Durenberger on disparities

Former U.S. Senator David Durenberger (R-Minn.), offers the following thoughts in a commentary on his website:

"On a recent visit to Phoenix, I noted that in a state of 6.2 million people growing at more than a million a decade, Arizona's 2005 GOP Legislature proposed a state budget of $8.1 billion. Compare this with Minnesota’s two-year budget of $30 billion, needed to meet the education, healthcare, infrastructure and other investment needs of 5.1 million people. You then begin to ask questions about the role of government in a state with a very low income tax rate (AZ) and one with a fairly high, but declining, income tax rate (MN).

First question: On the presumption that Arizonans can live a good life on much less, where does all the extra tax money raised and spent in Minnesota go? Does it go to waste? Does it cost that much more to live up here? Home heating prices? Are we, and our “above average” children, demonstrably twice as well off?

Second question: What is the total public spending, including local and federal government spending, in Arizona compared with Minnesota? ... There happens to also be a lot of new money in the Medicare Modernization Act for Arizona hospitals. Some of this, through a special MMA provision, is to offset the costs of Mexican documented and undocumented immigrants. The same people who help keep the golf courses and mega-million dollar homes in shape for retiring Minnesotans hoping to escape our harsh winters and taxes.
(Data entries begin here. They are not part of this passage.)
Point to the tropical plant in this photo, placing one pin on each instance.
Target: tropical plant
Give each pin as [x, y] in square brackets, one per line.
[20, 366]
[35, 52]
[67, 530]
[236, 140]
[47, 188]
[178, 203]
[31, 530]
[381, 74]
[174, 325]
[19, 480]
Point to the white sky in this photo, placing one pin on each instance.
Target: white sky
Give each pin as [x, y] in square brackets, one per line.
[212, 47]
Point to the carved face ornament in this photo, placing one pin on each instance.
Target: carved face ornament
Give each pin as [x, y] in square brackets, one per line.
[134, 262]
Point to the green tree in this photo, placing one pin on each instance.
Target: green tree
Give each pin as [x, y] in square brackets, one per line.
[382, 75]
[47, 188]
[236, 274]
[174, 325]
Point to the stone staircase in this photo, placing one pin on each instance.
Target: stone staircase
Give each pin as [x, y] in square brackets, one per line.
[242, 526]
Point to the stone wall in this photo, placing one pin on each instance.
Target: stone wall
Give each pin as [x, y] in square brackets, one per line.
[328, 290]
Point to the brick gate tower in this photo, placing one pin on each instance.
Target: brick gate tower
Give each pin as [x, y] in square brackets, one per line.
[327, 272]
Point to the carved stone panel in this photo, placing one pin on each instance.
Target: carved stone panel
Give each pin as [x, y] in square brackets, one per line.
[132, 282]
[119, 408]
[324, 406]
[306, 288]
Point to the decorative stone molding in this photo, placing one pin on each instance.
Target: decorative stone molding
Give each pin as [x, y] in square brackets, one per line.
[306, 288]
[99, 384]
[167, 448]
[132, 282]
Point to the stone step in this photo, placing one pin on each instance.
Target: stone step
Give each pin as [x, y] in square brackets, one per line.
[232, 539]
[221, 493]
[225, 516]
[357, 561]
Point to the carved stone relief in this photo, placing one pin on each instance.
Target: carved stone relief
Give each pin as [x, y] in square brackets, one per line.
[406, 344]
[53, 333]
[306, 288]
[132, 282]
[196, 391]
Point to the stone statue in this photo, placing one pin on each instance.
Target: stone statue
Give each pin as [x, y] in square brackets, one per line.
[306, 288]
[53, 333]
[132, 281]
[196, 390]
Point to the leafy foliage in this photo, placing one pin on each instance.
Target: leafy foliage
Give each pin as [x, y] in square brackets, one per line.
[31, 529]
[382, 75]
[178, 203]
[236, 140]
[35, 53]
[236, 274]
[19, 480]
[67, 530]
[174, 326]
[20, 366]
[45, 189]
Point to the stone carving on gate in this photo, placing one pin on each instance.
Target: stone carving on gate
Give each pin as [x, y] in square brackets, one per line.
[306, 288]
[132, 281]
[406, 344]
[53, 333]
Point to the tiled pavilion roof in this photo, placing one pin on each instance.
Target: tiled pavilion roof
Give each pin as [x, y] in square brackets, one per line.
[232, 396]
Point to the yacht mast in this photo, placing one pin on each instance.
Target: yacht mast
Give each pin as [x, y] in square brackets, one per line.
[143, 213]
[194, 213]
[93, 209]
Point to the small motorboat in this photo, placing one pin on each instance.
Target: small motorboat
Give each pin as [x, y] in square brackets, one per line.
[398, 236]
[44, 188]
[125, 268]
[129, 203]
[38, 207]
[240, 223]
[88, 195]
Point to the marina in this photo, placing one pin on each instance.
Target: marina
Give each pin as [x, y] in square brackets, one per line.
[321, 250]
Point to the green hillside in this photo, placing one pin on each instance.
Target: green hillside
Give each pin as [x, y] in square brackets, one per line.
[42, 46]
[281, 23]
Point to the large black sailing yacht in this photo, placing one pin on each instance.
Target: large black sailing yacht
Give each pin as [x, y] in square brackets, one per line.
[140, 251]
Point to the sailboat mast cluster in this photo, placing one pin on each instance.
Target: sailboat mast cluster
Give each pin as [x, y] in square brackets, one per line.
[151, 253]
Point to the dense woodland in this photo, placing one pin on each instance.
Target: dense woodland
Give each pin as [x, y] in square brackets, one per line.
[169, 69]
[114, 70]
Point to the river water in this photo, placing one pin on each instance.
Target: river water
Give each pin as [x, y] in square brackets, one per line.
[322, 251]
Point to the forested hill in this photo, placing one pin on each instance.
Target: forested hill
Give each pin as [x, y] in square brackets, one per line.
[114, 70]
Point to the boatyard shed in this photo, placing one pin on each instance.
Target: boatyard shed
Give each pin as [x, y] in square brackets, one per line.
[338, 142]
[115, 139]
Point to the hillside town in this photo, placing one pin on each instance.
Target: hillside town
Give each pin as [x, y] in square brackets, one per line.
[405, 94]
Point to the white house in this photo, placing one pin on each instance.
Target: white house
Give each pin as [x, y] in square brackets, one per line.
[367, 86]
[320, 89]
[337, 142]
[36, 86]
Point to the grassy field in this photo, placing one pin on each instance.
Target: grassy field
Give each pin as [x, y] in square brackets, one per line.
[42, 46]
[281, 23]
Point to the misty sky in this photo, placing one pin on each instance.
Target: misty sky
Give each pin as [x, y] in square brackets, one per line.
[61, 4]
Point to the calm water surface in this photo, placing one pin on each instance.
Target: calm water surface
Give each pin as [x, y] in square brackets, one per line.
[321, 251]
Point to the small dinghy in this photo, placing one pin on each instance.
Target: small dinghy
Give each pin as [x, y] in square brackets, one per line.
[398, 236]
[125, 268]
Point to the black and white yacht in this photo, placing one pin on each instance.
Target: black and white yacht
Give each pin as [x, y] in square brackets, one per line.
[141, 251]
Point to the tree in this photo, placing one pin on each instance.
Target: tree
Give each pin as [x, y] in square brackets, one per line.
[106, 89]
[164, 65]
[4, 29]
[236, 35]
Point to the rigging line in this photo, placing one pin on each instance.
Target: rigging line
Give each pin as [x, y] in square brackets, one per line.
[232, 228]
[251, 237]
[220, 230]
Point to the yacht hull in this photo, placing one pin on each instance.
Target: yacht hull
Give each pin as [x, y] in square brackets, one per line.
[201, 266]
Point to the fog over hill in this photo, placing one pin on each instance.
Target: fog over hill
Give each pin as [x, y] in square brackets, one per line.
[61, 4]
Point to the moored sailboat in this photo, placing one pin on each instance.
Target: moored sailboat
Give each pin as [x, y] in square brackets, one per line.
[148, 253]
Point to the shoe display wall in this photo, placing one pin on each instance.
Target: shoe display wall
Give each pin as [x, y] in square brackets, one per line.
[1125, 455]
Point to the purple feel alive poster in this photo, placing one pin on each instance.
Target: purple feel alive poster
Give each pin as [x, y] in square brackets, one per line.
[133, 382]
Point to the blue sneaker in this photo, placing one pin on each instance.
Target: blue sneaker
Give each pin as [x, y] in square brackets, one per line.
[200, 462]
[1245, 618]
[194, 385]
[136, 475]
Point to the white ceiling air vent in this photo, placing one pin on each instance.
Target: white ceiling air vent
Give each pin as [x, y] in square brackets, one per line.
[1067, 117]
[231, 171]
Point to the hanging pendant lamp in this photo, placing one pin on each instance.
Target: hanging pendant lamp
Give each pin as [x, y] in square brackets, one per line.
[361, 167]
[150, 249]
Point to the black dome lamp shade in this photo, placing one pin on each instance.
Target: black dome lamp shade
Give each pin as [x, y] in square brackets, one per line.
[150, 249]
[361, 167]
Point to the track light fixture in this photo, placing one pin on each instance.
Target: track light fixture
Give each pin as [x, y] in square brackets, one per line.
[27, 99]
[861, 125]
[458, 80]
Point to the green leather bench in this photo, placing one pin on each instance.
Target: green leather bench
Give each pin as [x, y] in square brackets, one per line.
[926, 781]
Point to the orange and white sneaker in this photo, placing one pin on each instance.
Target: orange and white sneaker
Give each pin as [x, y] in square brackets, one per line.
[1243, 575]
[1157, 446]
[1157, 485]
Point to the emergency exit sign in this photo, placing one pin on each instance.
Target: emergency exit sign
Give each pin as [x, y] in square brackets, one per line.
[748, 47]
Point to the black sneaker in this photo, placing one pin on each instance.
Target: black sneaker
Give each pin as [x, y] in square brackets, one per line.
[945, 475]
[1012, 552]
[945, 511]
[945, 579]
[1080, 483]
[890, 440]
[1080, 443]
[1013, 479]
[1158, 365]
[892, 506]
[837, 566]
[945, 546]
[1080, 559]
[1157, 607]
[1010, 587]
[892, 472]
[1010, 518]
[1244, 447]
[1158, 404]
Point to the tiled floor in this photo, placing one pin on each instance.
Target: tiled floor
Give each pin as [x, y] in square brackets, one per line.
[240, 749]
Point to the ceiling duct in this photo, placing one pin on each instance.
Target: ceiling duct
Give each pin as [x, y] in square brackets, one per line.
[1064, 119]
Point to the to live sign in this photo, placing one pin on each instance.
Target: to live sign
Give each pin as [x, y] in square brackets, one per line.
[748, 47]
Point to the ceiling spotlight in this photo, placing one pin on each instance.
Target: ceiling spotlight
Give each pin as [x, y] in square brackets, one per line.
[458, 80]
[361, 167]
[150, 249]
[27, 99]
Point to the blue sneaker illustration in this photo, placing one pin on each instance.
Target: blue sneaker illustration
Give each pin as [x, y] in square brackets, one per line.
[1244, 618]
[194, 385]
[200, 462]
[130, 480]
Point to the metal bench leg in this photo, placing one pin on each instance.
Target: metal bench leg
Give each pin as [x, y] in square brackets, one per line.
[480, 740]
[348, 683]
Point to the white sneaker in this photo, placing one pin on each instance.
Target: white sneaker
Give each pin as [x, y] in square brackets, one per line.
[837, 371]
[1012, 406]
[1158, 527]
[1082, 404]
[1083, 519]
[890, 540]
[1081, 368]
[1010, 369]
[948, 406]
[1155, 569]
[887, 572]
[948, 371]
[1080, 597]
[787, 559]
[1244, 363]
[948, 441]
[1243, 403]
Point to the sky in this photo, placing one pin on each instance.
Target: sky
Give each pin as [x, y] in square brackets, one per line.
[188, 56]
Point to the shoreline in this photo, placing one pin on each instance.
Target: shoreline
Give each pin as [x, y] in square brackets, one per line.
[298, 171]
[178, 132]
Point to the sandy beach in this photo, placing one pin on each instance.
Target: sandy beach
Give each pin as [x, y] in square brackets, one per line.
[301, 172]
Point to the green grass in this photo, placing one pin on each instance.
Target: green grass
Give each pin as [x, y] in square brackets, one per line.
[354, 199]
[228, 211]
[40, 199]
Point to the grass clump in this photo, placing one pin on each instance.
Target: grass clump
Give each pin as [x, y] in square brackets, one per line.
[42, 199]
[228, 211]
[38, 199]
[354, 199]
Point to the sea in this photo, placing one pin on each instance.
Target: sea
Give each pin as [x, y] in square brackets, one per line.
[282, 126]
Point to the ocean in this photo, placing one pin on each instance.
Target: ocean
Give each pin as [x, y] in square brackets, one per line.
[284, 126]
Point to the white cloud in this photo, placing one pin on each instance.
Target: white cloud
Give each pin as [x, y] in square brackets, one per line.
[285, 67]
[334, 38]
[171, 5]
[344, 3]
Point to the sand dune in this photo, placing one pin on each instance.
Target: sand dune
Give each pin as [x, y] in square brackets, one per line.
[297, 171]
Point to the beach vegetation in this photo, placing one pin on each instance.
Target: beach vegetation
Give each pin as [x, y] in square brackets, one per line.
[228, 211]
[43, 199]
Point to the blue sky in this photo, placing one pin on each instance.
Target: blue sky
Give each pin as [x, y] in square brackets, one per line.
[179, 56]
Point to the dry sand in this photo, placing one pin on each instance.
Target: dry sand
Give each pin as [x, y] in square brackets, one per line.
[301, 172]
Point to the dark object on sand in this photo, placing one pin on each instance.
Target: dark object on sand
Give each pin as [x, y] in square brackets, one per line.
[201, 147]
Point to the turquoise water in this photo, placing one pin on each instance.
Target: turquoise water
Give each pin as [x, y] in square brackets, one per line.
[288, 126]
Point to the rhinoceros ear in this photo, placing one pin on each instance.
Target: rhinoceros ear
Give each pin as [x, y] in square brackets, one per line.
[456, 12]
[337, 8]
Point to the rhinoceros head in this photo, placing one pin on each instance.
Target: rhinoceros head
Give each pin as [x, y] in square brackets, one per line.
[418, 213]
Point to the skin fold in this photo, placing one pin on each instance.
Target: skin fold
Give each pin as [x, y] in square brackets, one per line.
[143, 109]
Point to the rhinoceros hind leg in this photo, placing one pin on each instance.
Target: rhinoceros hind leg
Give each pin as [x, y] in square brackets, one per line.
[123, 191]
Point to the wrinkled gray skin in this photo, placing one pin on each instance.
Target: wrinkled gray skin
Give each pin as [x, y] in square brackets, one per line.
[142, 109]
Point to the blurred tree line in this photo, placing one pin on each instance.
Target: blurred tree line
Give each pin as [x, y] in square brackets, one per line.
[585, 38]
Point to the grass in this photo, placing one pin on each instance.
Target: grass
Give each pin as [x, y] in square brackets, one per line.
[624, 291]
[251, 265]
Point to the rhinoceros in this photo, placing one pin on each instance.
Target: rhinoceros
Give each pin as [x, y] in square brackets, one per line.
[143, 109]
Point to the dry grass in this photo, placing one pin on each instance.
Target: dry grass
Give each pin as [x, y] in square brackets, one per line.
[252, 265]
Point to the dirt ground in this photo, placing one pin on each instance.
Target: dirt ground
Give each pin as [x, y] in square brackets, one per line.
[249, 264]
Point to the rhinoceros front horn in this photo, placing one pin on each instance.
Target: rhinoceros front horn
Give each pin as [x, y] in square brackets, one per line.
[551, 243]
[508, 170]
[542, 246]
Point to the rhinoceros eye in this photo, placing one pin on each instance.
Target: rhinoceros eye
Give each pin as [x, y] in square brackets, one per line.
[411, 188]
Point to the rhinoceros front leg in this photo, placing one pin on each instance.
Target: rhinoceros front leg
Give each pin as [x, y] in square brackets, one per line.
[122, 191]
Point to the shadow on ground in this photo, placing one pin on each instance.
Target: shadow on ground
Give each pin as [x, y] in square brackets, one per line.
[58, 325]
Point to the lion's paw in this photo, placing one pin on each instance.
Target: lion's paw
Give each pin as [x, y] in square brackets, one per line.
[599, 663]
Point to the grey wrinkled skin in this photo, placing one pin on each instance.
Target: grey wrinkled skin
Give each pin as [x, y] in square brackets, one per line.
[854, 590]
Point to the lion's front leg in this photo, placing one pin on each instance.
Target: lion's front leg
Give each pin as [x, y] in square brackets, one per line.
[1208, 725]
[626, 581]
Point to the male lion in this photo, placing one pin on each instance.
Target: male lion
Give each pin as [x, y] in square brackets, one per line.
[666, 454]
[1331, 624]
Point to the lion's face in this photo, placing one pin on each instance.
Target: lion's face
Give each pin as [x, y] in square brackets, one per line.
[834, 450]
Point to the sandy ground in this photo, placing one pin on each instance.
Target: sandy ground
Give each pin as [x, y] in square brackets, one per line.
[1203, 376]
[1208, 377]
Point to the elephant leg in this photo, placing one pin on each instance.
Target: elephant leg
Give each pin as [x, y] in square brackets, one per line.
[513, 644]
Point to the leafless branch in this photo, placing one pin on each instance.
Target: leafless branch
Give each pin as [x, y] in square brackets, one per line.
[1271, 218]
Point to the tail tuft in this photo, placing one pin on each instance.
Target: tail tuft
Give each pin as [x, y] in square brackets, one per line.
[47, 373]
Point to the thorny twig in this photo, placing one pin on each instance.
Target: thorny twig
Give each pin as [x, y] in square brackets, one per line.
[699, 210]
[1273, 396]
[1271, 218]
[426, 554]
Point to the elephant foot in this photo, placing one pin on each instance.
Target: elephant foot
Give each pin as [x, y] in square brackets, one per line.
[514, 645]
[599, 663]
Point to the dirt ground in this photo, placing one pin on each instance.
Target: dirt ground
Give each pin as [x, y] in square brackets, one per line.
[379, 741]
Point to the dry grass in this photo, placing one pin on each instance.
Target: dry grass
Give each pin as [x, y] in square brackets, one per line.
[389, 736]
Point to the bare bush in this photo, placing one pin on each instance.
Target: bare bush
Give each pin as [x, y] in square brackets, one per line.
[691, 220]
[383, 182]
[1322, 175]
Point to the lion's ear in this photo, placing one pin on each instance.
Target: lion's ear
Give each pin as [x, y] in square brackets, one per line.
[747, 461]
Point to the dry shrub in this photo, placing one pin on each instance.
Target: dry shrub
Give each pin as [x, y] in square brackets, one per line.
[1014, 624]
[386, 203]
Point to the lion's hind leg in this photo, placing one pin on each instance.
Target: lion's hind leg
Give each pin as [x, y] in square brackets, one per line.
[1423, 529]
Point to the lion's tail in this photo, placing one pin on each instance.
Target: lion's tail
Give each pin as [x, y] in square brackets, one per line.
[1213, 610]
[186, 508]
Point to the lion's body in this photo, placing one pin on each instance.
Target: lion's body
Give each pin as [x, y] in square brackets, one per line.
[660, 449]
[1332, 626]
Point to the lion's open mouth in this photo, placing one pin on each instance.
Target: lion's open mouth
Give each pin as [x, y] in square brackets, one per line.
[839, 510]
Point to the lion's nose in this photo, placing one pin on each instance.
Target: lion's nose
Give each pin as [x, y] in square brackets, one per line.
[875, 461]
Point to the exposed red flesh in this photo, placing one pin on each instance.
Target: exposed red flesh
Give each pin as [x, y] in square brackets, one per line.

Third question: As healthcare costs outpace all others, why do “red” states like Arizona have much higher Medicare provider payments, higher private health plan provider payments, and much higher rates of uninsured (17% in AZ, compared to 6.7% in MN)? Most likely because, in the absence of a federal government commitment to finance Medicaid and the uninsured and to pay for performance, Minnesotans have taxed themselves to care for elderly, disabled, low income and working poor in order to reduce the burden of that care on health care providors and federal health programs."